Dynamic response of a beam to a random train moving forces driven by a so-called translated Poisson process is considered. The commonly used model of the counting process driving the random train of loads due to highway traffic is the Poisson process. Other, more adequate models of highway traffic loads are renewal processes, for example an Erlang renewal process (Ashton, 1966). In this paper the inter-arrival times of forces (vehicles) are assumed to have a translated (shifted) negative-exponential distribution. Such a renewal counting process, called a translated Poisson process, is known to be an adequate model of highway traffic (Haight, 1963). The problem is converted into that for modal responses by normal mode technique.

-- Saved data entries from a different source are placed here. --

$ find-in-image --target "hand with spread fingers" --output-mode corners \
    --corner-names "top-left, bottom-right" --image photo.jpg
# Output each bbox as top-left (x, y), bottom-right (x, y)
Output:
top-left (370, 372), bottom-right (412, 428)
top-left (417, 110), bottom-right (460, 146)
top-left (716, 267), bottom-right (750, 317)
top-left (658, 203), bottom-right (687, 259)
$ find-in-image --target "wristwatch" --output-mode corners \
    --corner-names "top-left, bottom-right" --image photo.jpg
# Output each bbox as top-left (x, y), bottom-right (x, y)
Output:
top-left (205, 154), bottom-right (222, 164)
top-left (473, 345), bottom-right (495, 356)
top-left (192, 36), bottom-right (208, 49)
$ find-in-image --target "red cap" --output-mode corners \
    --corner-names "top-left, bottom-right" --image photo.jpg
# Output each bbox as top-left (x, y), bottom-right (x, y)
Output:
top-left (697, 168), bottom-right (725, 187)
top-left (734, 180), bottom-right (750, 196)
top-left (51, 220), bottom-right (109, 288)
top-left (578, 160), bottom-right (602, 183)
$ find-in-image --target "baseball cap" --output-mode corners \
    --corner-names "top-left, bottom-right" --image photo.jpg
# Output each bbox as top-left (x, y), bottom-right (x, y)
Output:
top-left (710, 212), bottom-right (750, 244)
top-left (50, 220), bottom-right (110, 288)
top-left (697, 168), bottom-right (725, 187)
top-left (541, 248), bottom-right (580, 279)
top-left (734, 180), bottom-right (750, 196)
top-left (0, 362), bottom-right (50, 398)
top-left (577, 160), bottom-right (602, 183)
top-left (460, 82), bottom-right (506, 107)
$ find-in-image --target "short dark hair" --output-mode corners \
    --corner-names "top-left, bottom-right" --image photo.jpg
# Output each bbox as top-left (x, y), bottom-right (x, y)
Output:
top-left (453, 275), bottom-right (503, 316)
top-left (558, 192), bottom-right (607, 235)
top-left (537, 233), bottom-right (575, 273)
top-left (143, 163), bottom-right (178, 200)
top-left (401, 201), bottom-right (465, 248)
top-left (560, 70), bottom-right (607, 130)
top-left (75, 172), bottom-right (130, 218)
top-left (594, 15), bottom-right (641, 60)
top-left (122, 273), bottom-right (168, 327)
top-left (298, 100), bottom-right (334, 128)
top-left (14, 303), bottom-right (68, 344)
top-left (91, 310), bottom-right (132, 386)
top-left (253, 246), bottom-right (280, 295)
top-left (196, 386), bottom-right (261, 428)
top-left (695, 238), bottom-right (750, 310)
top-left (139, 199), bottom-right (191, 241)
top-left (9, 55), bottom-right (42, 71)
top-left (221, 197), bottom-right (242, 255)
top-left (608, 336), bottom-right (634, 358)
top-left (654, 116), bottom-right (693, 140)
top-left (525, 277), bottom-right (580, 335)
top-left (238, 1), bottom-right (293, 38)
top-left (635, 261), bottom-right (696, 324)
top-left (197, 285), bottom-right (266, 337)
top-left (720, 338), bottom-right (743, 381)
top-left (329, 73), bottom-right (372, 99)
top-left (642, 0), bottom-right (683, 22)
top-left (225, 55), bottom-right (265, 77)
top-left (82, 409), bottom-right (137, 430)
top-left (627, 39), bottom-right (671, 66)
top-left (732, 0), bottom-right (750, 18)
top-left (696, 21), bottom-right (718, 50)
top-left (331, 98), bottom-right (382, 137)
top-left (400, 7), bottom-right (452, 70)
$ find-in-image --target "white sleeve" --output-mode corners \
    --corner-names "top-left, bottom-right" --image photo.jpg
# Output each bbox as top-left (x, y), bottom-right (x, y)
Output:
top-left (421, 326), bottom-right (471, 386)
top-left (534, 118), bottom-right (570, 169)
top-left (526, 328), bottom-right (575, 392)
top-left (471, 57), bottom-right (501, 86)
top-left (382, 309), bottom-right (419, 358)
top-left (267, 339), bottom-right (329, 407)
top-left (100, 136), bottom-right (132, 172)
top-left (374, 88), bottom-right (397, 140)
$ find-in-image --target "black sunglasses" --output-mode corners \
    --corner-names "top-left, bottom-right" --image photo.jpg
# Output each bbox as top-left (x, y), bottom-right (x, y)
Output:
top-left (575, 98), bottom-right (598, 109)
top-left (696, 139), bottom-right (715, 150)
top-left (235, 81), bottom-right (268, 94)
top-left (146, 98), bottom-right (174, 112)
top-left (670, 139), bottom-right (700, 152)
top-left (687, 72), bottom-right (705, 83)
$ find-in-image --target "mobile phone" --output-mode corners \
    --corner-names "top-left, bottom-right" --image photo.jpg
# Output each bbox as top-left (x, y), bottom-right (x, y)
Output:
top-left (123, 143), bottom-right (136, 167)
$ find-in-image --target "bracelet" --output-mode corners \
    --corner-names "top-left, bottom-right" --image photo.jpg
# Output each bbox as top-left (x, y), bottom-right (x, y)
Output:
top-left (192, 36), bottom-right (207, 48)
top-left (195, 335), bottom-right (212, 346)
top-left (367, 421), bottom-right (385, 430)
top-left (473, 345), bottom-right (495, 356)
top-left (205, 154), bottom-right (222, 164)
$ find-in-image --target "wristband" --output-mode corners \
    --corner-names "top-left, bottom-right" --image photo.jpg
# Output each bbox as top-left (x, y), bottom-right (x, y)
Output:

In time domain approach the integral expressions for a mean value and the mean square of the response involve the renewal densities (Iwankiewicz, 1995; Jabłonka and Iwankiewicz, 2021). However, since for the translated Poisson process no exact solution for the renewal density exists, this renewal density is determined approximately, using a Gaver–Stehfest method (Gaver Jr, 1966; Stehfest, 1970). The mean value and variance of the response are determined by numerical evaluation of integrals and verified against direct Monte Carlo simulations. The results are also compared with those for a train of moving forces driven by a Poisson and by an Erlang process.